COURTHOUSE — Last month, Pungo’s William B. Dawson Jr. asked the city council to consider enacting a $75 bounty on coyotes to help protect people, pets and livestock from a creature that can be as adaptable as it is disliked by some.

“We have a problem around here,” Dawson said in an interview later, adding that he has shot two of them in his yard. He said he also saw one cross Princess Anne Road and head toward the water at Sherwood Lakes.

To be clear — there are no plans to enact a bounty here. Dawsons remarks came during public comments. Julie Hill, a city spokesperson, in June said that the issue has not been assigned to the city staff. 

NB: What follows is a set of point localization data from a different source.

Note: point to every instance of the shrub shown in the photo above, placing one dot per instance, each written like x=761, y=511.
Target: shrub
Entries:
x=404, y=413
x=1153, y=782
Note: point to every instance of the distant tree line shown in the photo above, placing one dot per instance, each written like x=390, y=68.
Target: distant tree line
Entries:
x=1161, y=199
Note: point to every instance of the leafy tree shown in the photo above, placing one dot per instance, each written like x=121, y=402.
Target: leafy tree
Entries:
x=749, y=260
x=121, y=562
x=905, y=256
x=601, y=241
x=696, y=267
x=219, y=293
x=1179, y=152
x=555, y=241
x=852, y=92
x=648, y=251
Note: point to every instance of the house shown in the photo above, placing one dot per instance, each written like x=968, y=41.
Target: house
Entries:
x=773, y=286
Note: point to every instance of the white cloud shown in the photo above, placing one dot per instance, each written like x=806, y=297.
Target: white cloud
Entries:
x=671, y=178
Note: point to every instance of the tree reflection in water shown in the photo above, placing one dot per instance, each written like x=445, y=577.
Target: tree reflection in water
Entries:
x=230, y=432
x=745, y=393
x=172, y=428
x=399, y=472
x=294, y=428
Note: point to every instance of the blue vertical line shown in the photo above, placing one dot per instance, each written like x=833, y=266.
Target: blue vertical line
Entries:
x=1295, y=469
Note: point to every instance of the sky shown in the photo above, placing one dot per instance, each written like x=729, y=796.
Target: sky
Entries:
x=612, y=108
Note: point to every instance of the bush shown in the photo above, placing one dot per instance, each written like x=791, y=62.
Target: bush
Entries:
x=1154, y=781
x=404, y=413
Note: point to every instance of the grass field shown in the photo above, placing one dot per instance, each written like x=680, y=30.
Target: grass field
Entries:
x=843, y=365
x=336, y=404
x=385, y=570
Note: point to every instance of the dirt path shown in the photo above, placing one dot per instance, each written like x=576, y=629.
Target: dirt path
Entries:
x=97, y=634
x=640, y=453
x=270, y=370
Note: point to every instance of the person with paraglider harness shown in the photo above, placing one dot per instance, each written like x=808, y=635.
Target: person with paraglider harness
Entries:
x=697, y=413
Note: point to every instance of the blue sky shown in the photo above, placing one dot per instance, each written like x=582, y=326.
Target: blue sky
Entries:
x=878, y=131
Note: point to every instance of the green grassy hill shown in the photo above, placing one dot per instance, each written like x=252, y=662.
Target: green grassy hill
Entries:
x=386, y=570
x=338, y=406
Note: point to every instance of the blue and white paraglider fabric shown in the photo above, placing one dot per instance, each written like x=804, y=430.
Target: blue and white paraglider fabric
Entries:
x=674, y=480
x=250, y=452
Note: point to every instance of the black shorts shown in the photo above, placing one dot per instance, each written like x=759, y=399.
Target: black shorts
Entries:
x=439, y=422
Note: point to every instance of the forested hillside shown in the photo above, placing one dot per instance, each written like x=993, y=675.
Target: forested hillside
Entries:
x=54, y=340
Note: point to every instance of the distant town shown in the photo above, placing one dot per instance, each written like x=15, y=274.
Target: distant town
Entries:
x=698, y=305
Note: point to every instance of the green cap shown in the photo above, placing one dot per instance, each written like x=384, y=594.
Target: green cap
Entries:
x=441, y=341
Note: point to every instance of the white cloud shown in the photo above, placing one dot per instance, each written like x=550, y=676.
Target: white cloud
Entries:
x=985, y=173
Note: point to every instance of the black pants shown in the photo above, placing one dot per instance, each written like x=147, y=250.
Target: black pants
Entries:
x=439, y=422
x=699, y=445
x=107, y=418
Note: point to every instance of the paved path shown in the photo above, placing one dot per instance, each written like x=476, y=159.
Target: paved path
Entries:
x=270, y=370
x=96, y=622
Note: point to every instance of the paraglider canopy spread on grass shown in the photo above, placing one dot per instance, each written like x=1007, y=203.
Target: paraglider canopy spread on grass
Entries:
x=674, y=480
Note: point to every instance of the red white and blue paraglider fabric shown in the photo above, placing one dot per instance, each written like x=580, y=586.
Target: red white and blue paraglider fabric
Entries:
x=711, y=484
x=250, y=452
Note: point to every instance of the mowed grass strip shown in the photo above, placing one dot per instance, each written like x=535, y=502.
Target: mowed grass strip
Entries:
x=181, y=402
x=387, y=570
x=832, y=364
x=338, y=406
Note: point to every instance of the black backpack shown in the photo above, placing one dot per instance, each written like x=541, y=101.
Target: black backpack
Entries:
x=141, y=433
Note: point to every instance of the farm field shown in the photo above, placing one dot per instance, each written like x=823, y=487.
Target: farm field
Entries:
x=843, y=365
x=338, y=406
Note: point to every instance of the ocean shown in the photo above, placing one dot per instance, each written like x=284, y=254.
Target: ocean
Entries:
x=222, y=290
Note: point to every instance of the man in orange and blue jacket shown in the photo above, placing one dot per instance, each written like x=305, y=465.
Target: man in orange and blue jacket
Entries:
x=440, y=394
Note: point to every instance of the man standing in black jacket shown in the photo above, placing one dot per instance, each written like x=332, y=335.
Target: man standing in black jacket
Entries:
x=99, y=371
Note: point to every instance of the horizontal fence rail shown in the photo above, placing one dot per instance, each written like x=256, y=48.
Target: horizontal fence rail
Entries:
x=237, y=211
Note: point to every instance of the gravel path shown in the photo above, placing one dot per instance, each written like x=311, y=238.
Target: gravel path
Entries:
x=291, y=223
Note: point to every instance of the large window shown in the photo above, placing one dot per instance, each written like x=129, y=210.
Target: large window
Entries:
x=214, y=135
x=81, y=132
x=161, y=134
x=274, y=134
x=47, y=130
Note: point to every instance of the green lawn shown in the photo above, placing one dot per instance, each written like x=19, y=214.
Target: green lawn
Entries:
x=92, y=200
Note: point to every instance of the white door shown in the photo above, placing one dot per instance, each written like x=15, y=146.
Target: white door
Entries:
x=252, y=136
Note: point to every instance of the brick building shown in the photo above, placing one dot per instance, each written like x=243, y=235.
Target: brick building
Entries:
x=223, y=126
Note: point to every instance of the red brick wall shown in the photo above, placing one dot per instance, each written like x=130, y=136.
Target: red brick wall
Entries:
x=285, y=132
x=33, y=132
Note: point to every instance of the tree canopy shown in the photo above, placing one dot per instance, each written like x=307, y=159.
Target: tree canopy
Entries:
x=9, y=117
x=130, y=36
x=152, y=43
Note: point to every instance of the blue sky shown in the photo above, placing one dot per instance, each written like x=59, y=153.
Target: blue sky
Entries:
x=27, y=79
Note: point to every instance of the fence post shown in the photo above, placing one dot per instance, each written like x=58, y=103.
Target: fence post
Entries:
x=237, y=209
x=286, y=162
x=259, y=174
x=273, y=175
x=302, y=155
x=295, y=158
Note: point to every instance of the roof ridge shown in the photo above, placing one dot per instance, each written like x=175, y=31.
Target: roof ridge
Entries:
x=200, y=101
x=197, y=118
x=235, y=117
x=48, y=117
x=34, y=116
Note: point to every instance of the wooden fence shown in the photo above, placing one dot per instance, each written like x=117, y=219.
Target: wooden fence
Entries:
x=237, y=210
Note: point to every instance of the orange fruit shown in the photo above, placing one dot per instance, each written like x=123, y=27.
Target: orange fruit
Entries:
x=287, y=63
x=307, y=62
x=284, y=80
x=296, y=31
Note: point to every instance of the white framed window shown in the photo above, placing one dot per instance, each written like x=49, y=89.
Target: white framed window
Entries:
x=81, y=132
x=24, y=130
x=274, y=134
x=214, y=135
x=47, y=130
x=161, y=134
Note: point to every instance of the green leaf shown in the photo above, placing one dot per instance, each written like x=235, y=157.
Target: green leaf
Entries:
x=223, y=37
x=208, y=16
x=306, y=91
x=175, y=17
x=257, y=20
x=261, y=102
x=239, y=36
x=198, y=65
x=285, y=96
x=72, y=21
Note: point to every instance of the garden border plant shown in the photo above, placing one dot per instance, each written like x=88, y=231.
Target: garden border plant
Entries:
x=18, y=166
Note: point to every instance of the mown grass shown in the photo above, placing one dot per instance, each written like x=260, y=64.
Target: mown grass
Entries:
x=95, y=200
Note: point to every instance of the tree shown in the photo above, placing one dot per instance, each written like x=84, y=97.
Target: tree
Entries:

Dawson also said the city should consider allowing live traps for areas where shooting is not possible. Dawson was inspired to speak following the alleged killing of a Moyock, N.C., family’s miniature horse by coyotes.

There is no state bounty on coyotes, according to the Virginia Department of Game and Inland Fisheries. There is also debate about the effectiveness of such programs, and there have been some cases of fraud, according to The Northern Virginia Daily, which wrote about a program in Warren County last year. 

However, localities can and do enact bounty programs. Warren offers $50 per coyote, but the sum is capped at $2,000 per year, according to its county code. Other communities set aside more funds to pay for potential bounties, such as Buchanan County with a $5,000 cap.

State game officials recommend against feeding wildlife and keeping pet food indoors, among a number of ways to help keep coyotes away from residences.